Pakistan-China Fiber Optic Project
- Cable type: Fibre-optic
- Construction finished: 13 July 2018
- Built by: Special Communications Organization Huawei China Telecom
- Area served: Pakistan–China
- Owner(s): Special Communications Organization

= Pakistan-China Fiber Optic Project =

Fiber-optic cable between Pakistan and China

The Pakistan-China Fiber Optic Project is an 820 kilometer long optical fiber cable connecting Pakistan and China; it was laid down between the Khunjerab Pass on the China-Pakistan border and the Pakistani city of Rawalpindi. Inaugurated in July 2018, the cable was constructed as part of the China–Pakistan Economic Corridor at an estimated cost of $44 million. Groundbreaking on the project took place on 19 May 2016, in the city of Gilgit. The line was first envisaged in 2009, with Pakistan and China signing an agreement in 2013 to implement the project. However the project was not implemented until being included as part of the China Pakistan Economic Corridor.
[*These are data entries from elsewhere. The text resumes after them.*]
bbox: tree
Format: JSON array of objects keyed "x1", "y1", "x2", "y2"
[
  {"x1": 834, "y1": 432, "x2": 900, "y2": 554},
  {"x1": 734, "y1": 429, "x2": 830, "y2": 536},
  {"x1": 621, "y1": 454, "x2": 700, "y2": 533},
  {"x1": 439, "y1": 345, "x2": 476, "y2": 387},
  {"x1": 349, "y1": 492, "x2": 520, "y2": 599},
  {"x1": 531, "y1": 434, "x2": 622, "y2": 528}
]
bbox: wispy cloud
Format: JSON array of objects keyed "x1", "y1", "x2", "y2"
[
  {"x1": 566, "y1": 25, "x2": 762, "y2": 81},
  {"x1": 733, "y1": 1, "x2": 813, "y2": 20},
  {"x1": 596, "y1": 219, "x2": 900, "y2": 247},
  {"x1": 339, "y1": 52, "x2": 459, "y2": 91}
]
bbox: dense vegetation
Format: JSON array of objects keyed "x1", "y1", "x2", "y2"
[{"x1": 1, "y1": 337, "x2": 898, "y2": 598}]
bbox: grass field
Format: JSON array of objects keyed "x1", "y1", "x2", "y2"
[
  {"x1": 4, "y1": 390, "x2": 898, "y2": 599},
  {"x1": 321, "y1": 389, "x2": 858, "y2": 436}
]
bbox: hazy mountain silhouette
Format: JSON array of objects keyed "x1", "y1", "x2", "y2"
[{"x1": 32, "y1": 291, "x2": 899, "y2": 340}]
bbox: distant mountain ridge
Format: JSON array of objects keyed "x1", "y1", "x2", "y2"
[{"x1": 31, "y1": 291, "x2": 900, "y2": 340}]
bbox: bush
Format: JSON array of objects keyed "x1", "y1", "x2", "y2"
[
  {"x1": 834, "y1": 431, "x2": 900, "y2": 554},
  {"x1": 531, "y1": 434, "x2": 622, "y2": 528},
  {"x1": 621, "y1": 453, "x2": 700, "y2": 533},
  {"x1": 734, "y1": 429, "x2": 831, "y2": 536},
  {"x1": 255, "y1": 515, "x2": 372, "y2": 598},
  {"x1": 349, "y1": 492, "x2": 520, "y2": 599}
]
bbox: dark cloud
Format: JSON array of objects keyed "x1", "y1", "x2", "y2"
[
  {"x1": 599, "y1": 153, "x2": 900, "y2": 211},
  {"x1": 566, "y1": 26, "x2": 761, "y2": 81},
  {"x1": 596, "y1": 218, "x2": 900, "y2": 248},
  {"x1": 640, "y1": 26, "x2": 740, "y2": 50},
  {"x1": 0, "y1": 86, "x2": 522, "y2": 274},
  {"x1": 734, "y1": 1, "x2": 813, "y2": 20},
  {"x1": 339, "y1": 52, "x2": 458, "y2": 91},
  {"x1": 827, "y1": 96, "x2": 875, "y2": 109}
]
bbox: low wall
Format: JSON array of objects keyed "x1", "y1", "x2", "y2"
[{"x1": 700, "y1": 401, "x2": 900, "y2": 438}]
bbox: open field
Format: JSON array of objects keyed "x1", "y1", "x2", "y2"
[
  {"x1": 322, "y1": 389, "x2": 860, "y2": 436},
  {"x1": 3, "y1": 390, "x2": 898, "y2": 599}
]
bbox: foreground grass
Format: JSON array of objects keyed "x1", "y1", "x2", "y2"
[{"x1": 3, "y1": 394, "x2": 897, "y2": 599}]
The line was built collaboratively by Pakistan's Special Communications Organization, China's Huawei, and China Telecom.

The line connects the Transit Europe-Asia Terrestrial Cable Network with that of Pakistan, which currently transmits its telecom and internet traffic through four undersea fiber optic cables, with another three undersea fiber optic cables under construction.

466.54 kilometers of the route is located in Gilgit-Baltistan, while 287.66 kilometers will be laid in Khyber Pakhtunkhwa province, 47.56 kilometers will be in Punjab province, and 18.2 kilometers in the Islamabad Capital Territory. which will be extended to Gwadar.

The project is financed by the Exim Bank of China at a concessionary interest rate of 2%, versus the 1.6% typical of other CPEC infrastructure projects.

The project has been completed and was inaugurated by Prime Minister Nasirul Mulk on 13 July 2018.